Un immense commerce rendait possible tout ce luxe. La seule île de Saint-Domingue, la plus riche des colonies, alimentait un va-et-vient annuel de 200 millions, dont Bordeaux prenait la plus grande part. Le récent traité avec l’Angleterre venait de donner un nouvel essor à cette prospérité. En 1789, l’exportation totale des vins atteignit 120,000 tonneaux. Le port était sans cesse sillonné de navires. Louis XVI venait même d’y établir une ligne de paquebots transatlantiques ; un arrêt du conseil, du 16 juillet 1786, portait que vingt-quatre bâtimens, nommés paquebots du roi, feraient à l’avenir un service régulier entre la France et les deux Amériques ; les deux ports désignés pour les recevoir étaient Bordeaux et Le Havre. Les premiers partirent dans les premiers mois de 1787, et les départs se succédèrent tous les quinze jours jusqu’au moment où tout s’arrêta.
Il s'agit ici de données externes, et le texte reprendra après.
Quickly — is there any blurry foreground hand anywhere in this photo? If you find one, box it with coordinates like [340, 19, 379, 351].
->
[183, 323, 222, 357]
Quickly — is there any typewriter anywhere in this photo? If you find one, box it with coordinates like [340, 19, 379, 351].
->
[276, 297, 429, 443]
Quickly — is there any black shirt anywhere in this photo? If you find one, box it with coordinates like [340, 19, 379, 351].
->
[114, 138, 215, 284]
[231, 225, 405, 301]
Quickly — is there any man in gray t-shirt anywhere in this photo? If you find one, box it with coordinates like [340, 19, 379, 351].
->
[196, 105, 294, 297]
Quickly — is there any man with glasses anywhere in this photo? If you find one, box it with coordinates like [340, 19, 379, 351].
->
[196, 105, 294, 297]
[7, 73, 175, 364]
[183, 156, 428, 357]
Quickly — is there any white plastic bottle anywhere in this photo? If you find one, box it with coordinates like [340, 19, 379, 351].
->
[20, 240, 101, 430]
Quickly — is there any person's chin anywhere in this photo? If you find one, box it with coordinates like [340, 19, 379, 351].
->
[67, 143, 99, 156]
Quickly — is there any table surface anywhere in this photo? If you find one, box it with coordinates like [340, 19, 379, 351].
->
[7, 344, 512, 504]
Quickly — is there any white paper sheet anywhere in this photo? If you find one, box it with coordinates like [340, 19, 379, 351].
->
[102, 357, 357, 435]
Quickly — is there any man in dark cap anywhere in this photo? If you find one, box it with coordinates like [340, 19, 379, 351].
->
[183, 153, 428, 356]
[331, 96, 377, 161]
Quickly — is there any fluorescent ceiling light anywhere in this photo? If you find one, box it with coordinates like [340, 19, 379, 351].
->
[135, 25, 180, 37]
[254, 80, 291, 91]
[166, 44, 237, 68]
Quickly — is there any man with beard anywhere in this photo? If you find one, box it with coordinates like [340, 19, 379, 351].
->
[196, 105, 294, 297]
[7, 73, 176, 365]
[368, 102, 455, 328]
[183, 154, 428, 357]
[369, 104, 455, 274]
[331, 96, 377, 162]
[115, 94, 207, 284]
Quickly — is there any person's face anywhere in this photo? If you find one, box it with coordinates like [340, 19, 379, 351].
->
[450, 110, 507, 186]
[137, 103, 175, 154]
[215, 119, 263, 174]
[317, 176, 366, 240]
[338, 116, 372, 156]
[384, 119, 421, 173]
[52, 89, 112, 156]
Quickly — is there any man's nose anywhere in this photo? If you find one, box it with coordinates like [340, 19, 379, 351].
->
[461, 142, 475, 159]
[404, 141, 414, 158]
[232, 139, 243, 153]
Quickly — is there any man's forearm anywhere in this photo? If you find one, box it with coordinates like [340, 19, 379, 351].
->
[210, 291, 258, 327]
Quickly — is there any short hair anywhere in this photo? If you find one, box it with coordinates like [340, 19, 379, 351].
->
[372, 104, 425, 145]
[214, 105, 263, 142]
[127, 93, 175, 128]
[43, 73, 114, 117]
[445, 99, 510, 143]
Pour célébrer ces nouveaux progrès, on avait projeté des embellissemens nouveaux. Le fort du château Trompette, cette bastille de Bordeaux, venait d’être cédé par le roi à une compagnie de spéculateurs qui le démolissaient pour mettre à la place un vaste et magnifique quartier. « J’ai vu les plans, dit Arthur Young, et si on les exécute, ce sera le plus beau développement qu’ait reçu aucune ville en Europe. » Dans le discours prononcé par M. de Calonne à l’ouverture de l’assemblée des notables, le ministre citait avec orgueil cette entreprise parmi celles qui devaient illustrer le règne : « La superbe place qui s’érige à Bordeaux, sur les ruines d’une inutile forteresse, procurera un des plus beaux points de vue de l’univers. » Ces mots n’avaient rien d’exagéré ; le plan, dû encore au génie de l’architecte Louis, consistait en une place demi-circulaire de cent cinquante toises de diamètre, où treize rues, dont chacune portant le nom d’un des nouveaux états de l’Amérique du Nord, devaient déboucher par treize arcs de triomphe ; au milieu devait s’élever une colonne de cent quatre-vingts pieds de haut, surmontée de la statue du roi et nommée la colonne Ludovise en souvenir de la colonne Trajane [1]. Cet ensemble monumental, se déployant le long du port, en face du fleuve chargé de navires, aurait présenté en effet un coup d’œil sans rival.

Devant ces splendeurs de sa capitale, le reste de la province disparaissait un peu. On ne peut pas dire cependant que tout y fût négligé. La culture de la vigne se répandait rapidement, et le

  1. La colonne de la place Vendôme, élevée plus tard, n’a que cent trente pieds.